Although an increasing number of people now trade Bitcoin on platforms like bitcoin-equaliser.com, others see it as a means for funding their business ventures. Ideally, you can use such systems to purchase Bitcoin low and sell it high. That way, you can benefit from the price difference because Bitcoin is a volatile asset whose price can fluctuate rapidly over a short period.
If you decide to fund your startup with Bitcoin, consider that this high volatility can be a drawback. Bitcoin’s price has varied from a few thousand dollars to $60,000. However, this volatility doesn’t mean Bitcoin can’t fund a startup. All you need are these tips to help you use this virtual currency to finance your business venture.
Choose the Best Bitcoin Fundraising Method
Bitcoin gives you several fundraising methods from which you can choose your approach. However, Initial Exchange Offering is the latest innovation that most startups prefer. That’s because platforms that allow this method create reputable revenue for conducting a crowd sale using this cryptocurrency. And this eliminates dubious personalities and scams from the equation.
A startup can benefit from issuing tokens with a problem-free and seamless process of launching Initial Exchange Offerings on a platform, compared to ICOs that most leave them alone. What’s more, IEO platforms’ excellent services enable startups to overcome the potential listing fees easily.
Consider Initial Exchange Offering
A crypto exchange can facilitate an Initial Exchange Offering. These platforms implement token sales while token issuers pay listing fees. Also, a percentage of the token remains with the venue after the IEO sales.

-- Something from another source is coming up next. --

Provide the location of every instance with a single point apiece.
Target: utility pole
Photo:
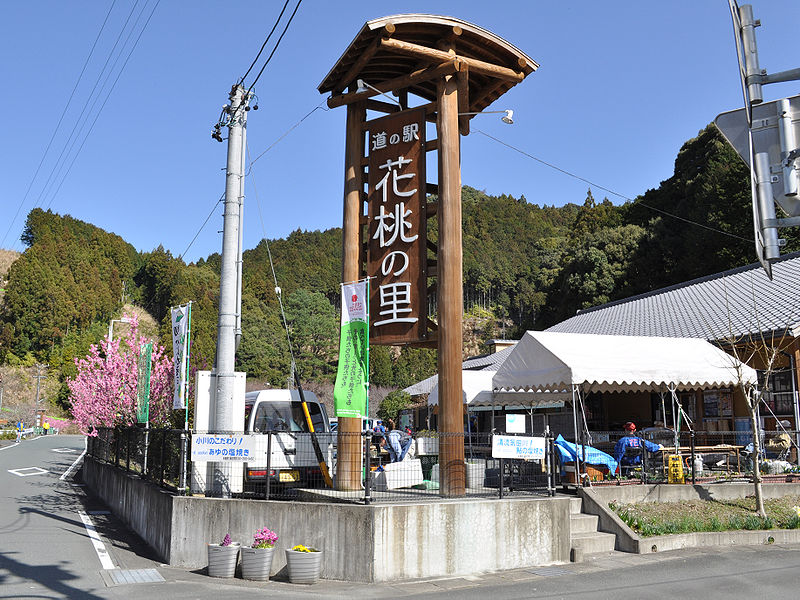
(228, 293)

The platforms also sell the startup tokens while listing their coins after the deal. An exchange can provide incentives to facilitate marketing operations while taking a specific tokens’ percentage.
IEO’s participants don’t contribute to smart contracts. Instead, they open accounts with the crypto exchange. After joining the platform, they fund their digital wallets with their coins to purchase the startup’s tokens.
You can also get private funds to finance your startup, with this option providing the advantage of enhancing public trust. Private funding can be in the form of angel investors, private equity firms, or venture capitalists. In some startups, cryptocurrency security can make this option more appealing.
Initial Coin Offerings
Initial Coin Offerings are equivalent to Initial Private Offerings in traditional businesses. But this option comes in the crowdfunding form in the crypto world. It entails investors that purchase tokens that allow them to access the platform.
Due to the lack of regulations, this approach has controversies regarding raising funds. According to the US Securities and Exchange Commission, Bitcoin and other virtual currencies are securities. Consequently, they face regulations by the federal securities laws.
However, ICOS can fund a new program or fund an organization’s operations. That’s because ICOs can raise the capital a startup needs to get off the ground.
Once you’ve decided the approach to use when funding your startup with Bitcoin, talk to a legal team. Ideally, seek a legal expert or team with experience in the crypto world. That’s because new tax regulations and loopholes in the crypto world could lead you to trouble with authorities if not careful.